4. Remove the IUD promptly when it reaches its designated placement period.

 

05. Does an IUD always need to be removed?

 

First, it's important to know that IUDs have a limited lifespan. If they exceed this lifespan, it's recommended to remove them promptly, considering both contraceptive effectiveness and the risk of long-term complications.

 

For women within one year of menopause who no longer need contraception, the IUD should be removed promptly. After menopause, estrogen and progesterone levels drop significantly, the uterus shrinks, the cervix tightens, and the uterine muscle layer thins. Since the size of the IUD remains constant, the shrinking uterus may cause it to become embedded in the uterine wall, a condition known as IUD embedding. If it embeds in a blood vessel, it can cause severe bleeding; if it migrates into the abdominal cavity, it can cause a series of abdominal complications (abdominal pain, infection, etc.); if it migrates to the bladder and embeds in the bladder cavity, it may cause stones and unexplained hematuria (as in Ms. Wang's case of an ectopic IUD). Regardless of the type of displacement, removal can be difficult or unsuccessful, and may even require open surgery.

 

Older women are more prone to illness, and some illnesses require MRI scans, which are generally not possible with an IUD in place.

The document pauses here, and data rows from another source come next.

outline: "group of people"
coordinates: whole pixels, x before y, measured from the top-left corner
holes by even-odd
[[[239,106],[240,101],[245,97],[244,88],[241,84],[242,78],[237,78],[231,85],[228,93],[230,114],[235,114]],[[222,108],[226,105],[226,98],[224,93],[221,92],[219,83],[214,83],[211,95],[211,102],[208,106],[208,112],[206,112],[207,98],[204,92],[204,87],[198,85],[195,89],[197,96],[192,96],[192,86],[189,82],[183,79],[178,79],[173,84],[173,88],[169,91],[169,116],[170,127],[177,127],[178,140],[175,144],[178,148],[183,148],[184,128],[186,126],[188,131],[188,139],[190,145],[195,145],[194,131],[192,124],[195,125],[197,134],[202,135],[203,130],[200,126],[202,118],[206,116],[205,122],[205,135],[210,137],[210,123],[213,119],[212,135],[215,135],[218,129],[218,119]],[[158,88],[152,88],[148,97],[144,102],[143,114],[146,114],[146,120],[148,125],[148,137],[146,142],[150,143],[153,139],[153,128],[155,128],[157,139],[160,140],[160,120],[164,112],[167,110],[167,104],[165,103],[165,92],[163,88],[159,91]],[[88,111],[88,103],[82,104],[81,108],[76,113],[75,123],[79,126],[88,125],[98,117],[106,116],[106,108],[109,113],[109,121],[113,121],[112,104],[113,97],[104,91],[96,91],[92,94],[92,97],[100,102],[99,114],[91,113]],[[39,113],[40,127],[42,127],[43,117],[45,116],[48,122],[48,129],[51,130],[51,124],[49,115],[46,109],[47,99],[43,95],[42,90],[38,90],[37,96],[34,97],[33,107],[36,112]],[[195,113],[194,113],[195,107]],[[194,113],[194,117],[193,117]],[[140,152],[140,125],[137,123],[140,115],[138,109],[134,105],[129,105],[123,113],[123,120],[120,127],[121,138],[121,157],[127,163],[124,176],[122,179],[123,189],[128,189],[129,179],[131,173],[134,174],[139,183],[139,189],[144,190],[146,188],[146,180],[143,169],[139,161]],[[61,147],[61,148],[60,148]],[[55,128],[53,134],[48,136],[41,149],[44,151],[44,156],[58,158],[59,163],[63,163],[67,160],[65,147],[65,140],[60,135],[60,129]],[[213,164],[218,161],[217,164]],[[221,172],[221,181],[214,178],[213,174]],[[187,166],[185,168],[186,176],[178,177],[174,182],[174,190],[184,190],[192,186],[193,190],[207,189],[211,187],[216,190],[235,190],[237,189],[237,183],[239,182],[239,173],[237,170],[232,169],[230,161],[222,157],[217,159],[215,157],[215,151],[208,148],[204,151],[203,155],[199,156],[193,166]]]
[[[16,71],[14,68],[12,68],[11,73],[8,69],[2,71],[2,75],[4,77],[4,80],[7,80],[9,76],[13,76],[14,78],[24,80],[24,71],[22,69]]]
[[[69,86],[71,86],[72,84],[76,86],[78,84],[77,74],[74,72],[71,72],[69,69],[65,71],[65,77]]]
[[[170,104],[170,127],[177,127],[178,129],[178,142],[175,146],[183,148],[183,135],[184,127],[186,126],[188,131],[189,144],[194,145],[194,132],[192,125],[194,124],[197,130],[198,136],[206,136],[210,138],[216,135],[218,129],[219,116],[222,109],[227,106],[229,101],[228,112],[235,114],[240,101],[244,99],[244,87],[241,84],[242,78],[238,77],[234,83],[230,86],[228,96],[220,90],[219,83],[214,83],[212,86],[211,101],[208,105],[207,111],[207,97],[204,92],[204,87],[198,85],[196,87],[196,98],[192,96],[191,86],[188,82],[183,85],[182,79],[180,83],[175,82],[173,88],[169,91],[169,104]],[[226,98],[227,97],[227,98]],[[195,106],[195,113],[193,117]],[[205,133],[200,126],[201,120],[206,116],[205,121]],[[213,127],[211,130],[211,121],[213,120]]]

Therefore, for women using IUDs, once they are inserted, they will need to be removed. Don't take chances and think that since you don't feel anything, you can leave it in your uterus. If you start experiencing symptoms later, it will likely require more extensive treatment.

 

Therefore, we would like to remind women of childbearing age and perimenopausal women to choose a reputable hospital to have the correct type of IUD inserted. IUDs have a limited lifespan, and should be removed promptly when they expire or when contraception is no longer needed.

 

Pre- and Post-operative Precautions for Hysteroscopy

Pre-operative:

1. Hysteroscopy is generally best performed 3-7 days after menstruation ends;

2. Sexual intercourse is prohibited for three days after menstruation or before the procedure;

3. Pre-operative examinations required: routine vaginal discharge test, complete blood count, coagulation function test, pre-operative four tests, liver and kidney function tests, blood type identification, and electrocardiogram.

 

Post-operative care:

 

1. Abstain from sexual activity and tub baths for one month post-surgery;

 

2. Rest for at least one week post-surgery;

 

3. Administer appropriate antibiotics post-surgery;

 

4. Seek immediate medical attention if vaginal bleeding occurs;

5. Collect the pathology report 7 days post-surgery.